Must-see episodes include Nothing Human, in which a holographic simulation of Crell Moset (David Clennon), a Dr Mengele-style scientist with expertise in alien biology, is B'Elanna Torres' (Roxann Dawson) best hope for survival. Is it morally acceptable to make use of knowledge gained by immoral means? That's the difficult question raised by this, the final Voyager episode to be penned by the show's co-creator Jeri Taylor.

Course: Oblivion is the surprising and gruesome coda to an earlier episode, while Drone makes inventive use of Borg technology. The two-part Dark Frontier also features the deadly Borg, including the unexplained return of their Queen (this time played by Susannah Thompson). It may be less original than Drone, but it couldn't have been more spectacular. Similarly eye-catching is the icy crash-landing depicted in the 100th episode, Timeless, one of two irresistible time-travel stories this season. The other one is Relativity, which sees the return of the 29th-century Captain Braxton (this time played by Bruce McGill) from Future's End.

Several episodes feature Tom Paris (Robert Duncan McNeill) and Harry Kim's (Garrett Wang) new holodeck program. Brilliantly and affectionately aping the Buck Rogers and Flash Gordon serials of old, these black-and-white "Captain Proton" segments are full of boxy robots, sparking rockets and over-the-top villainy. The spoof's pinnacle is Bride of Chaotica!, an episode devoted almost entirely to Captain Proton.

Other instalments worth watching out for include Extreme Risk, which sees Tom's construction of the Delta Flyer shuttlecraft; Thirty Days, which features a well-realised water world and sees Paris valiantly defying regulations; Counterpoint, a potent tale of xenophobia and asylum; Latent Image, Voyager's take on the Red Dwarf episode Thanks for the Memory (The Next Generation did something similar in Clues); and Bliss, in which a possible route back to the Alpha Quadrant naturally proves too good to be true.

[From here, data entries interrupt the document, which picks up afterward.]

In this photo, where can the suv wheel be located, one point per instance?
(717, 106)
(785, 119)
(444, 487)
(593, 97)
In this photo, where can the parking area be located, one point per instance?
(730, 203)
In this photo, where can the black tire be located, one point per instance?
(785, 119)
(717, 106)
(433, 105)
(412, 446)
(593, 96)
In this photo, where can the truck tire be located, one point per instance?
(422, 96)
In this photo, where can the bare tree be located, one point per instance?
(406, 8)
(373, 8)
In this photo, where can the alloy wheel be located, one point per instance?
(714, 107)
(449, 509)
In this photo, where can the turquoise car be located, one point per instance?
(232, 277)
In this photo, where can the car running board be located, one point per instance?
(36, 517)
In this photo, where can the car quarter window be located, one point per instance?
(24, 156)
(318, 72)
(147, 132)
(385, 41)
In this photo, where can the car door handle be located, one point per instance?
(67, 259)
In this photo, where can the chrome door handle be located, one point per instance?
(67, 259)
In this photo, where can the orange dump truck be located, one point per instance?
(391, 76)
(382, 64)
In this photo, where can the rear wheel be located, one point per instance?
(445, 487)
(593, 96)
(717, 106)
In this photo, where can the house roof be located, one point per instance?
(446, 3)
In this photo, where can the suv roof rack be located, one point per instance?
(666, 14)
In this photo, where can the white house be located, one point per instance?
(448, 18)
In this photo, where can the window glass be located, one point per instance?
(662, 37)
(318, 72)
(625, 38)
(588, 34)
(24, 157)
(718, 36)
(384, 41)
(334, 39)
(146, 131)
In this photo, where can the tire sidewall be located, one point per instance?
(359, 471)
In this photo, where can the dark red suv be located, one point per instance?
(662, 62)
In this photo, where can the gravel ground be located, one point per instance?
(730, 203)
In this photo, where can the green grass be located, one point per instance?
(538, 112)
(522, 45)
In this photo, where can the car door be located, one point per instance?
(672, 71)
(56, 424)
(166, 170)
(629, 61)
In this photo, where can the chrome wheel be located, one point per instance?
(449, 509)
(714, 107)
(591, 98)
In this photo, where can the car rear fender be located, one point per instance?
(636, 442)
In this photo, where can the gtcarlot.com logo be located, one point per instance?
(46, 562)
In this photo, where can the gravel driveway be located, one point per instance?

The season concludes with one of the franchise's best cliffhangers ever: Equinox, which introduces us to a cool new class of starship and its desperate and ruthless captain, Rudy Ransom (played by Dark Angel's John Savage).

The only really bad instalment is the dreadful Neelix (Ethan Phillips) / Naomi Wildman (Scarlett Pomers) episode, Once Upon a Time - though Chakotay's (Robert Beltran) boxing episode, The Fight is also pretty tiresome, despite the presence of an illusory Boothby (Ray Walston), the famous groundskeeper from the TNG episode The First Duty.

Boothby also appears in the final Species 8472 episode to date, In the Flesh. This is an appealing story, thanks to its re-creation of Starfleet Headquarters, though it does weaken the species in the same way that TNG's I, Borg diluted the Borg menace, by showing that the aliens have a sympathetic side.

The starship continues to make progress in its quest to get back to the Alpha Quadrant, shaving several years off its voyage in Night, Timeless and Dark Frontier.

Disc 7 contains 90 minutes of special features, including Voyager Time Capsule spotlights on B'Elanna Torres and Tom Paris; a brief interview with the Borg Queen Susannah Thompson; a look at make-up design; and Ships of the Delta Quadrant, in which Senior Illustrator Rick Sternbach takes us through the processes that went into the creation of many of the series' spaceships. Sternbach also explains how the USS Voyager managed not to run out of shuttlecraft during its dangerous seven-year journey!

Voyager is very much alive in Season 5.